Oh, and to folk who think that a hardware RAID controller eliminates the write performance problem of RAID5… nope, sorry it doesn’t really work like that.
The big problem with all the parity/ECC RAID schemes (apart from RAID 2 or RAID 3 - which are rare these days) isn’t calculating the parity/ECC bits at all, not with the controllers and CPUs we have today.
The real problem is that typical writes seldom lay down a full, perfectly-aligned stripe covering all the blocks in a single stripe-width with new data, overwriting everything that was there before.
Instead typical writes change only some subset of the data blocks in a given stripe. But you still need to know what the other blocks in that stripe contain in order to calculate the new parity/ECC. At the very least you need to read the parity disk and the current content of any block that you’re replacing (presuming XOR) and possibly you need to read all the blocks from all the disks that aren’t going to be touched by the write and do the whole stripe calculation afresh.
That incurs seek and read delays from the spinning rust, and causes more data to pass over the IO channels, clogging them up relative to the ideal scenario.
This read-before-write problem is why people aren’t keen, even now, on parity/ECC RAID for OLTP-type scenarios, or even for heavily-used filesystems where you choose to allow the access times of files to be updated. For decision support databases, and other read-predominant (including metadata) scenarios, RAID 5/6/7/whatever is just a more resilient type of stripe and is a clear win.

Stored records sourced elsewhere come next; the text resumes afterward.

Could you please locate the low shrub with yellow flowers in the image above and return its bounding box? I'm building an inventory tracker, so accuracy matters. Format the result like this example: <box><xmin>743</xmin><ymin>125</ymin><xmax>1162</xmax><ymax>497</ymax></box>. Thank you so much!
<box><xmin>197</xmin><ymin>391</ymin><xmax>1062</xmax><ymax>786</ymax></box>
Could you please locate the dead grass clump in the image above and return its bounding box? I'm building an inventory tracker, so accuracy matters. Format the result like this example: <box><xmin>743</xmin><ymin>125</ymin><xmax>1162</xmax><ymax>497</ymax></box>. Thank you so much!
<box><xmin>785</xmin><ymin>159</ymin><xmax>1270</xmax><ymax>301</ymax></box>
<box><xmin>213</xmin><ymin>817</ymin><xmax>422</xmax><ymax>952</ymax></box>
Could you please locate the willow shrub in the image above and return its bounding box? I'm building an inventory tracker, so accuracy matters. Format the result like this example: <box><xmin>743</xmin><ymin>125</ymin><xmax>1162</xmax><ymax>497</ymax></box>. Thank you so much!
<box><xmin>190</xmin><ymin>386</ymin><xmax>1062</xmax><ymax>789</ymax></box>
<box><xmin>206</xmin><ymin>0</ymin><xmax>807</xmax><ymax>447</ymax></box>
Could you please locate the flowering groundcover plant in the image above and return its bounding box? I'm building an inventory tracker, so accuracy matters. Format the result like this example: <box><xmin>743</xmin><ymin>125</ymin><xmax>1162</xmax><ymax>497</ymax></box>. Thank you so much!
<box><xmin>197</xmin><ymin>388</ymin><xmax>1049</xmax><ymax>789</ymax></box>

BTW, apart from WAFL and ZFS, most storage subsystems all the way up to the user-level still happily believe that a block from a disk is what the disk says it is without referring to the other disks and/or calculating the parity bits even in a RAID.
They do this because disks are meant to be reliable and either fail-fast or at least meant to be honest and up-front about unrecoverable errors. By not being uber-paranoid you get more actual throughput and lower latency from the IO subsystem, which most-times seems like a good trade.
The bad news is that sometimes disks, controllers, IO busses, can and do suffer from Byzantine faults and you end up with unacknowledged garbage reaching your programs and users from supposedly protected storage. Sometimes you even resilver bad data over good in a mirror. And I have to tell you that it’s a pain in the arse to figure out what’s happening, how to fix it, and how to contain and recover from the business/science/whatever impact of that. Pick up your cane and vicodin, stick on the deerstalker and disguise and have at it.
And while ZFS RAID protects you against more hardware failures than ever before, and you can use ZFS and WAFL snapshots to help you recover more gracefully from user thinkos (“what do you mean, you didn’t want to delete your whole working directory?”). You still need those remote off-site backups to protect against fire/flood/hackers/mad-axeman/police-confiscation/etc…
Blah, sorry, I typed too much. Storage, it matters y’know?